Visualized analysis of P. aeruginosa PA1 genome

General features of the PA1 genome

The de novo assembly of the PA1 genome revealed single contig with a 396-fold sequence coverage, and the completed PA1 genome yields a G+C content of 66.35%. The general features of the PA1 genome are listed in Supplementary Table S2. Of the 5,902 predicted proteins, 78.43% exhibit putative functions. The circular genome map is shown in Figure 2(B). The PA1 genome carries four putative prophages and encodes one type I DNA methyltransferase (MTase) and two type II DNA MTases (Figure 2B). Multilocus sequence typing analysis [30] revealed that the sequence type of P. aeruginosa PA1 is ST-782, with a MLST profile as “paeruginosa”. The detailed matches are listed in Supplementary Table S3. No gaps were found within the tested gene locus. Using PathogenFinder [31], we predicted that the probability of P. aeruginosa PA1 as a human pathogen is 88.5%. The detailed results are listed in Supplementary Table S4. A total of 406 pathogenic families were matched with the complete genome sequence of P. aeruginosa PA1.

Virulence factors

The virulence factors of P. aeruginosa play an important role in the pathogenesis of P. aeruginosa-induced infections, such as keratitis, burn wound infections and respiratory tract infections. These factors include secretory virulence factors, such as protease, elastase, phospholipase, PCN, exotoxin A, exoenzyme S, haemolysins and siderophores or cell-associated factors, such as lipopolysaccharide (LPS), alginate, flagellum, pilus and non-pilus adhesins [49]. P. aeruginosa PA1 encodes 36 adhesins, 36 proteases and 27 other virulence-associated factors, such as alginate, LPS, flagellum, pyocin, exotoxin, exoenzyme S and haemolysin (Figure 3).

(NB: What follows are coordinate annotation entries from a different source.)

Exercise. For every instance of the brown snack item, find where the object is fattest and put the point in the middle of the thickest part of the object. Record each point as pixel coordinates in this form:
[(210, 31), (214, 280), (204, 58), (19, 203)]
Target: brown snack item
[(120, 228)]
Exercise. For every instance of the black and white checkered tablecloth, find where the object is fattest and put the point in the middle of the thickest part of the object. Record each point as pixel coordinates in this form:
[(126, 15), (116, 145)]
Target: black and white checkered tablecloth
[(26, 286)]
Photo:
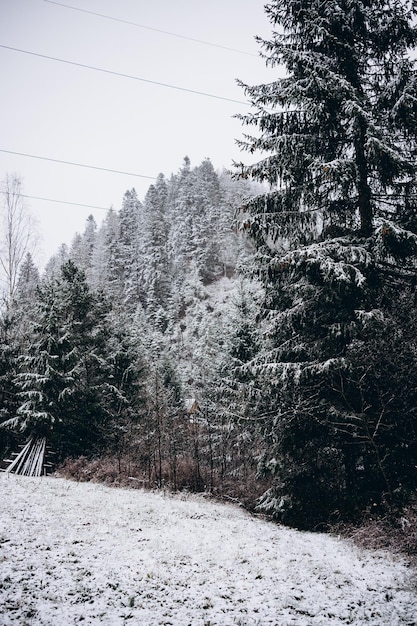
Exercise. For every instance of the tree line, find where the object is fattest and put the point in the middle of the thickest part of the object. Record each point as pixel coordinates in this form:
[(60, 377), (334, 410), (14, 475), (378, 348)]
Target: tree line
[(305, 378)]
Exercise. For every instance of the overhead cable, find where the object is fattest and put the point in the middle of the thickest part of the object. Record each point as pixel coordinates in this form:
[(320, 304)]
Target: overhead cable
[(91, 167), (157, 30), (88, 206), (130, 76)]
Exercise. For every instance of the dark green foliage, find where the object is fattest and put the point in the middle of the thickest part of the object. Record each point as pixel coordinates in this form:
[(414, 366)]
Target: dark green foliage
[(335, 230)]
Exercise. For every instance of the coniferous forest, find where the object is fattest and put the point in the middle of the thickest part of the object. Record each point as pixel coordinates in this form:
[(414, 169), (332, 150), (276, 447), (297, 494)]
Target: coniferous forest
[(251, 334)]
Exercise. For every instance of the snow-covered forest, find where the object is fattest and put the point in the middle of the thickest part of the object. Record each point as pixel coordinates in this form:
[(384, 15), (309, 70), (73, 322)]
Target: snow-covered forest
[(251, 335)]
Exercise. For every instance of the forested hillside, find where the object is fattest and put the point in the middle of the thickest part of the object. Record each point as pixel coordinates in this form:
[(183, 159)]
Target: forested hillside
[(119, 350), (254, 336)]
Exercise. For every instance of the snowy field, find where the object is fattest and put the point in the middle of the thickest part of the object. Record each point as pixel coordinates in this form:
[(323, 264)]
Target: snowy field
[(87, 554)]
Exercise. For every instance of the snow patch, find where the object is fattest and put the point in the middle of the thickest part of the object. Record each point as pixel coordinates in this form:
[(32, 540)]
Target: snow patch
[(85, 553)]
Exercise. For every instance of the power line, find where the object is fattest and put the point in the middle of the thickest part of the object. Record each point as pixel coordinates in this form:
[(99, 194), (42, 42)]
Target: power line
[(88, 206), (91, 167), (157, 30), (130, 76)]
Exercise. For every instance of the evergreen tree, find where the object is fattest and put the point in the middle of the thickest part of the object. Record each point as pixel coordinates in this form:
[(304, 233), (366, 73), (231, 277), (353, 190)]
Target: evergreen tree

These virulence factors are evenly distributed in the PA1 genome. No elastase, phospholipase or siderophore was predicted in the PA1 genome. By comparison, the standard P. aeruginosa strain PAO1 genome encodes one elastase, six phospholipases and one siderophore. This may indicate distinct virulence characteristics of these two strains.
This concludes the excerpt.